With only one quarter of the image loaded, I was able to discern that these were the pyramids.  Then I saw the camel and it was confirmed.  Where else in the world do you see sandstone bricks stacked like that?


----------



## Senor Hound (Jun 17, 2008)

Dubious Drewski said:


> With only one quarter of the image loaded, I was able to discern that these were the pyramids.  Then I saw the camel and it was confirmed.  Where else in the world do you see sandstone bricks stacked like that?



I should have specified more clearly.  I knew it was Egypt, but I was wanting to know what pyramid it was specifically.  I figured a person who went there would be able to tell me more than "Its a pyramid," and I wanted to learn something, like if this was near Cairo, or Alexandria, or whatever the case may be.

Sorry for any miscommunication.


----------



## sunlioness (Jun 17, 2008)

PNA said:


> I can do that........



Nice! I like the way the camel is looking straight to the camera!


----------



## SjKaldas (Jun 17, 2008)

LOL that is so Egyptian(my background is Egyptian). I find it funny because we use Horses they use Camels. I can't wait to go back there this summer.


----------



## PNA (Jun 17, 2008)

Thanks to you all.....it was a trip of a lifetime, the people, the food, the congestion, the ancient artifacts......two weeks of experiences!


----------



## PNA (Jun 17, 2008)

Senor Hound said:


> I should have specified more clearly. I knew it was Egypt, but I was wanting to know what pyramid it was specifically. I figured a person who went there would be able to tell me more than "Its a pyramid," and I wanted to learn something, like if this was near Cairo, or Alexandria, or whatever the case may be.
> 
> Sorry for any miscommunication.


 
Don't even think of apologizing, there are no "stupid" questions!!!!

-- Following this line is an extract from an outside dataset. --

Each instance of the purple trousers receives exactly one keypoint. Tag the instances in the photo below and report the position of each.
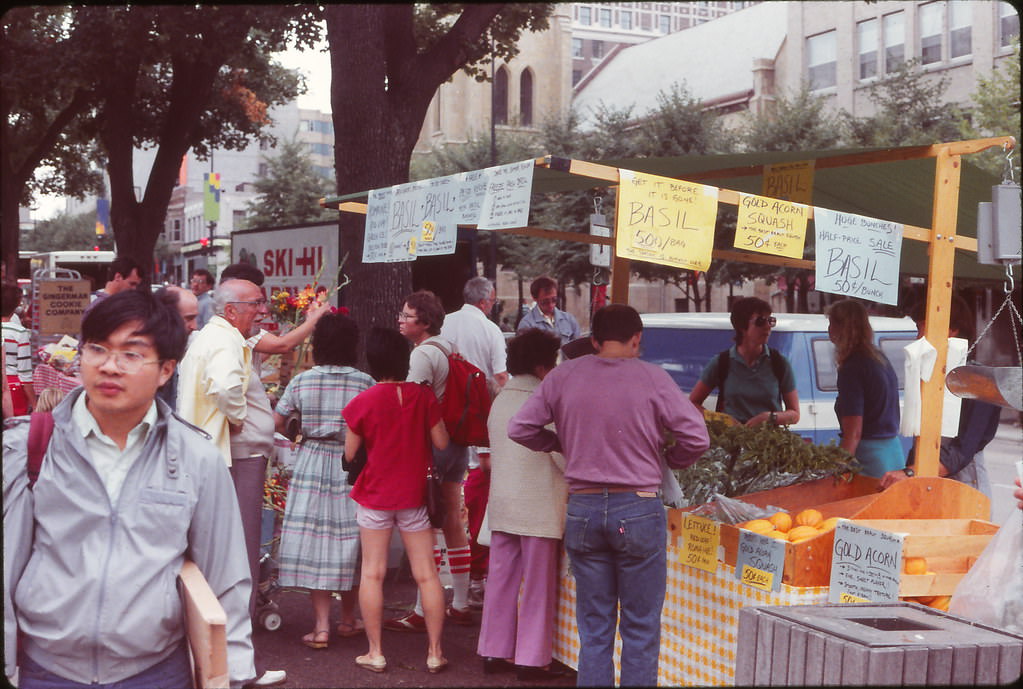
(522, 632)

In fact I'm glad you asked............


----------



## PNA (Jun 17, 2008)

Dubious Drewski said:


> With only one quarter of the image loaded, I was able to discern that these were the pyramids. Then I saw the camel and it was confirmed. Where else in the world do you see sandstone bricks stacked like that?


 
Tell me there are no camels across the North African coast....! I lived in Tripoli, Libya, for several years and if you didn't see a camel at least once a day, you had your eyes closed!


----------



## Senor Hound (Jun 18, 2008)

PNA said:


> Tell me there are no camels across the North African coast....! I lived in Tripoli, Libya, for several years and if you didn't see a camel at least once a day, you had your eyes closed!




I've never seen a camel other than at a zoo.  Actually seeing them out and about being used as modes of transportation would be very interesting.

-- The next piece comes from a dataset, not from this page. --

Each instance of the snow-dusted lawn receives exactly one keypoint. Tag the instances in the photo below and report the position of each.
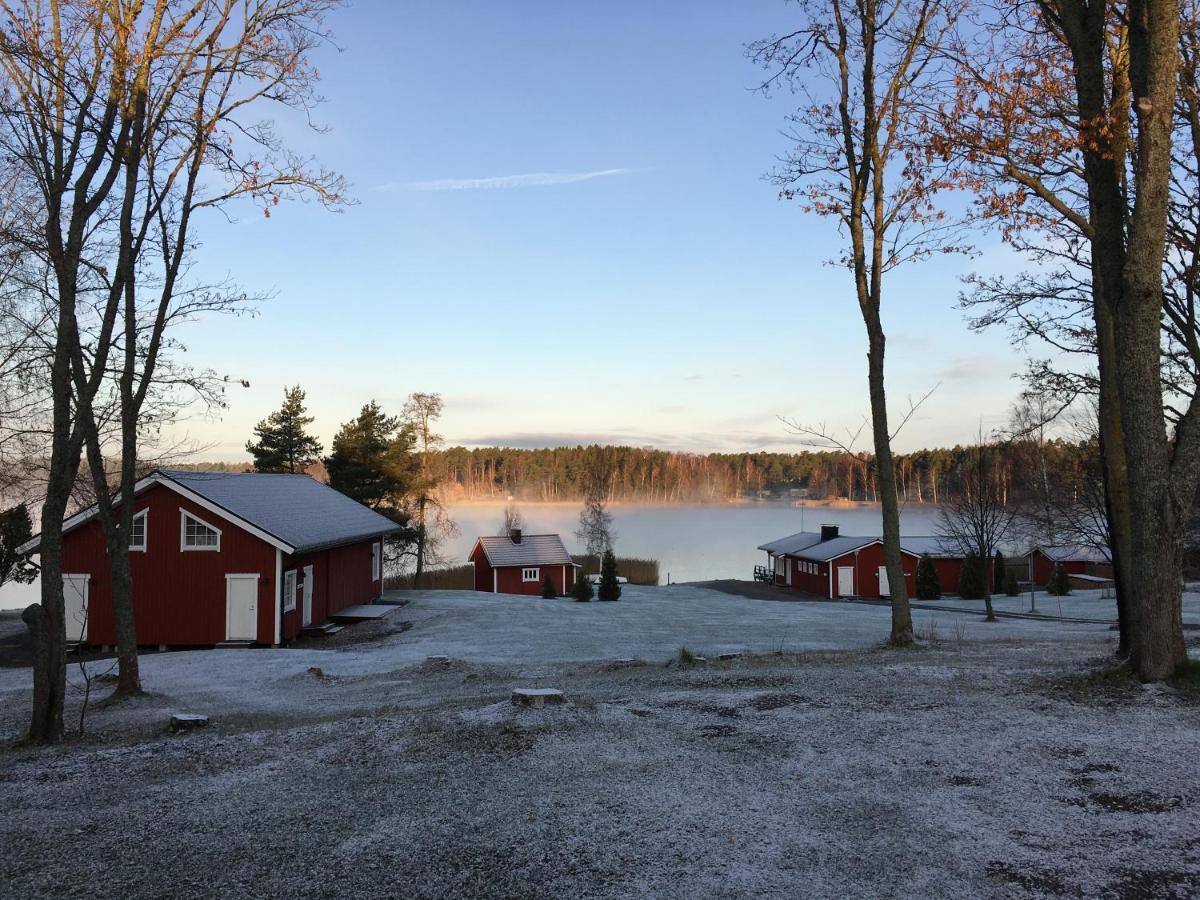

And I'm glad you had a great trip.  I will look forward to more photos of the sights you saw in this unique and special place!


----------



## Jedo_03 (Jun 18, 2008)

TV documentary this week:
There are over 1.2 million wild (feral) camels in Australia. Mostly these are found in isolated desert areas. I've seen herds of wild camels myself.
The camels were brought to Aus to transport food and equipment to isolated areas and bring back wool bales. When modern transport took over the camels were just released to do their own thing.
Locally, there is a guy runs a camel farm - breeds camels and exports them to Saudi and the Middle East. Also races them at camel races (Alice Springs and other places). On a weekends, kids and adults can ride the camels at the farm: $10 for a half hour - also does long treks and weekend camps...
Once - when my daughter was 10 - the camel she was riding took off at a gallop. The guy hoisted me off my camel and swung up onto it like The Lone Ranger and caught up with her in less than a minute... phew..!!
Jedo


----------



## PNA (Jun 18, 2008)

Jedo 03....I was not aware of camels in Australia, much less being raised there.....interesting, thanks.


----------



## Jedo_03 (Jun 18, 2008)

apparently, Australia has the largest number of wild camels in the world...
http://www.outback-australia-travel-secrets.com/camels-australia.html
Jedo


----------



## PNA (Jun 18, 2008)

Jedo_03 said:


> apparently, Australia has the largest number of wild camels in the world...
> http://www.outback-australia-travel-secrets.com/camels-australia.html
> Jedo


 
Read it, thanks.....

What part of the "down-under" do you live?


----------